The countries – including the UK, Canada and most of Europe – asked the International Olympic Committee (IOC) to reconsider its decision last month to create a pathway for Russian and Belarusian athletes to participate in next year’s Paris Olympics as “neutral athletes.”
But the statement on the UK government website says there is “no practical reason to move away from the exclusion regime for Russian and Belarusian athletes.”
On previous recommendation from the IOC, Russian and Belarusian athletes are currently banned from competition by many sporting federations following Russia’s invasion of Ukraine and Belarus’ assistance in the attack.
“In Russia and Belarus sport and politics are closely intertwined,” the joint statement said.
“We have strong concerns on how feasible it is for Russian and Belarusian Olympic athletes to compete as ‘neutrals’ – under the IOC’s conditions of no identification with their country – when they are directly funded and supported by their states (unlike, for example, professional tennis players).
“The strong links and affiliations between Russian athletes and the Russian military are also of clear concern. Our collective approach throughout has therefore never been one of discrimination simply on the basis of nationality, but these strong concerns need to be dealt with by the IOC.”
The statement is signed by sport and culture ministers from the US, Canada, UK, Austria, Belgium, Croatia, Czech Republic, Denmark, Estonia, Finland, France, Germany, Greece, Iceland, Ireland, Italy, Japan, South Korea, Latvia, Liechtenstein, Lithuania, Luxembourg, Malta, The Netherlands, New Zealand, Norway, Poland, Portugal, Romania, Slovakia, Slovenia, Spain and Sweden.

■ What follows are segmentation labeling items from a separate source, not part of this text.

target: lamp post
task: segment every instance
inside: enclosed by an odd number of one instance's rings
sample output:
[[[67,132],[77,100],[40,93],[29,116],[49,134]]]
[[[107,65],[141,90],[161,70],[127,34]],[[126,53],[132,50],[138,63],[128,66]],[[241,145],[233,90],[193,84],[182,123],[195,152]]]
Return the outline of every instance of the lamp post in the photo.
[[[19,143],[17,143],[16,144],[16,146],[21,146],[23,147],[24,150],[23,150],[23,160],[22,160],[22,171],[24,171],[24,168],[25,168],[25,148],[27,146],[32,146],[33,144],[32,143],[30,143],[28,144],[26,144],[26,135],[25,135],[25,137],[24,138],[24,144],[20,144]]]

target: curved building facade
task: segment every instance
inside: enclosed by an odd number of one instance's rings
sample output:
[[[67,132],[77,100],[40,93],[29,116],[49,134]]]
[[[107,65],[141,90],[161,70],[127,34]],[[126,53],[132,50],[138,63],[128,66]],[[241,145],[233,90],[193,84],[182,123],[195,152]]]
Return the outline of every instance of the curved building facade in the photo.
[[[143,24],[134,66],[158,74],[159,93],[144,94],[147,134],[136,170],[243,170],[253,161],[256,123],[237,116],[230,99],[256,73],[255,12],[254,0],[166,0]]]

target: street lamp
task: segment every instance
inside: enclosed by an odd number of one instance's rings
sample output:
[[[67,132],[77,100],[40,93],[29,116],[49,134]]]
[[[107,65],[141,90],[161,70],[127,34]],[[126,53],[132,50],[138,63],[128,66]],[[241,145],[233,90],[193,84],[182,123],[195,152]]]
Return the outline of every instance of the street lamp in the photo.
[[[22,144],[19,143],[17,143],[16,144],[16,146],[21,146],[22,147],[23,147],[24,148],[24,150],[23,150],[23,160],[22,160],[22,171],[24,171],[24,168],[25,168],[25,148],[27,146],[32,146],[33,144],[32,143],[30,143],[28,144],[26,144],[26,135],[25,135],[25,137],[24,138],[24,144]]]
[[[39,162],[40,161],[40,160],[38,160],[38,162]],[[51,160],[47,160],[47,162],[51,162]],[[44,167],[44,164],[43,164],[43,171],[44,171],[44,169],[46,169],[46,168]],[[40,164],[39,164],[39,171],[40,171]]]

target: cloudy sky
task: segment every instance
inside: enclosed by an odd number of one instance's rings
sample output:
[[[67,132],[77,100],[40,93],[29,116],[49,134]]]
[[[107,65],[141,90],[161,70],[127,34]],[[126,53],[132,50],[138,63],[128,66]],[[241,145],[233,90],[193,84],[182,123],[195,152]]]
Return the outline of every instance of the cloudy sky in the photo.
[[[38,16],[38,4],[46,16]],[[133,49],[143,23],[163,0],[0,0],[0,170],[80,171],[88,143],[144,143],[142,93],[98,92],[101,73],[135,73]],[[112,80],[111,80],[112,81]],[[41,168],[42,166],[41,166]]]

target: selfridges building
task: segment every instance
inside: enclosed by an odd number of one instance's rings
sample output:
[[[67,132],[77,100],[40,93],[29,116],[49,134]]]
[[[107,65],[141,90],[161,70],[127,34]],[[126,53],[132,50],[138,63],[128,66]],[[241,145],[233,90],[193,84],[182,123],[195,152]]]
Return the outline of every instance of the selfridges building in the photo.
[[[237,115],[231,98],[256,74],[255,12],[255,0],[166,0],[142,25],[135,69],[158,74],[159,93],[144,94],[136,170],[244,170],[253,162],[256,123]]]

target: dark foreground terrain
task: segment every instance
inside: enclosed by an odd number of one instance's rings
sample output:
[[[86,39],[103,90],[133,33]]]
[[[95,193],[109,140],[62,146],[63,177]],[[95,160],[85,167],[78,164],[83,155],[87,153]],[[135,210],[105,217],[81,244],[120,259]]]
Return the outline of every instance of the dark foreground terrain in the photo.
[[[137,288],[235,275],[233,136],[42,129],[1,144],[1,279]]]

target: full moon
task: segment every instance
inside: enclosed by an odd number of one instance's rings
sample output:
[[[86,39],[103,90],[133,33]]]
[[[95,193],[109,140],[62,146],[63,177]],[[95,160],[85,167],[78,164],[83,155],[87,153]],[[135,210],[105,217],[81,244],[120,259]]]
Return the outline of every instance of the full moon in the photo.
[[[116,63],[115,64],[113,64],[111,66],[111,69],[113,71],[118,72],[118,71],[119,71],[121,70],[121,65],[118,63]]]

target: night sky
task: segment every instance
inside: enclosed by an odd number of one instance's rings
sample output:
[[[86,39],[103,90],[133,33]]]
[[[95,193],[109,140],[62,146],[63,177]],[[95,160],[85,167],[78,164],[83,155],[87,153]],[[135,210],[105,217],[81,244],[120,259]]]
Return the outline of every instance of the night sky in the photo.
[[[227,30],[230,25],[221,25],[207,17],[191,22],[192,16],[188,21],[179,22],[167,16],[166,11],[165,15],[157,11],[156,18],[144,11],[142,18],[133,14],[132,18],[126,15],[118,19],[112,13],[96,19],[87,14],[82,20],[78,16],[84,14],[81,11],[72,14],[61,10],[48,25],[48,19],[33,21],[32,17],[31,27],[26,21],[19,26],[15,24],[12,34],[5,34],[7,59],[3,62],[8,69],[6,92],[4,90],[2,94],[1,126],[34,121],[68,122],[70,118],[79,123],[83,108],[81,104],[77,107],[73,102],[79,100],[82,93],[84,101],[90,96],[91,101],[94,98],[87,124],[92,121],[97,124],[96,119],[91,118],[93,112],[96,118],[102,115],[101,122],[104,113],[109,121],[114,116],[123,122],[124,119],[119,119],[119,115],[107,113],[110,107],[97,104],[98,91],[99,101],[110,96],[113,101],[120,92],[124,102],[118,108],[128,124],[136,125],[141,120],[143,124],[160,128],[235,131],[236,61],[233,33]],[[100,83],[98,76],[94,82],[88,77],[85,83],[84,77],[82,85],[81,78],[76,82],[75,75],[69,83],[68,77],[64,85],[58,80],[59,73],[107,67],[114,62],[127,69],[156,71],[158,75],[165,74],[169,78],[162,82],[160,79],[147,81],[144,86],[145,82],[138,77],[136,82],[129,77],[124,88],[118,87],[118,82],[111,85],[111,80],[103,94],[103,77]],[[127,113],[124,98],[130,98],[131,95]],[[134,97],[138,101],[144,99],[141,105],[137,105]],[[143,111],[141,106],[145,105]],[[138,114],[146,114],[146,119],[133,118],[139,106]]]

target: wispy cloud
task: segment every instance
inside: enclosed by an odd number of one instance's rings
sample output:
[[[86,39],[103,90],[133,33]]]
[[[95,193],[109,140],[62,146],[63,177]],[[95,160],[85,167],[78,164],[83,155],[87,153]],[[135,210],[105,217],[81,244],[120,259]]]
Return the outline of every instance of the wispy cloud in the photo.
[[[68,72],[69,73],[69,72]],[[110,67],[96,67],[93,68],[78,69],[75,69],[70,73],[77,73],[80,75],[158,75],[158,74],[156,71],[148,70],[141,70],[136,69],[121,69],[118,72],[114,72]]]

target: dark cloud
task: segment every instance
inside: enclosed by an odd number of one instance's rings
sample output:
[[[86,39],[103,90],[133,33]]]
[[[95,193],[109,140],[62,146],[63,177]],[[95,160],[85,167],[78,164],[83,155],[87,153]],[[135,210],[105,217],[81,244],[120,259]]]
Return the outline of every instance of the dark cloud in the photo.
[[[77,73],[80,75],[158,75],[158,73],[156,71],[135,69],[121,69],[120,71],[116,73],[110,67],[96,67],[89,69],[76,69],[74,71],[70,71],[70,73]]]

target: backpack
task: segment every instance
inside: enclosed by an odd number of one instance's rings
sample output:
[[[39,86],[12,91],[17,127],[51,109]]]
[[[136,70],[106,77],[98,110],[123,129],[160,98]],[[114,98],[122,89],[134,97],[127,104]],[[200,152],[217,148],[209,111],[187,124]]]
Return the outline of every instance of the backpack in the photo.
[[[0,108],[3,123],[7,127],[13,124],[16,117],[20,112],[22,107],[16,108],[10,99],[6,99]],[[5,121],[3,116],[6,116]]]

In a statement sent to CNN on Tuesday, the IOC said it “appreciates the constructive questions with regard to the definition of the neutrality of athletes with a Russian or Belarusian passport, while noting that the explicit human rights concerns expressed by two special rapporteurs of the United Nations Human Rights Council have not been addressed in the statement.”
The office of the high commission of Human Rights commended the IOC’s move to allow Russian and Belarus athletes to compete as neutrals, urging the governing body to ensure “the non-discrimination of any athlete on the basis of their nationality.”
In a recent questions and answers statement published to its website, the IOC said it “cannot speculate” about whether Russian and Belarusian athletes would compete at the Paris Olympics.
The IOC’s intention to create a pathway for Russian and Belarusian athletes to return to competition has been met with criticism, including from Ukrainian tennis player Elina Svitolina and former boxing champion Wladimir Klitschko.
Ukrainian presidential aide Mykhaylo Podolyak, meanwhile, called the IOC a “promoter of war, murder and destruction” in light of the announcement last month – remarks the IOC rejected as “defamatory statements.”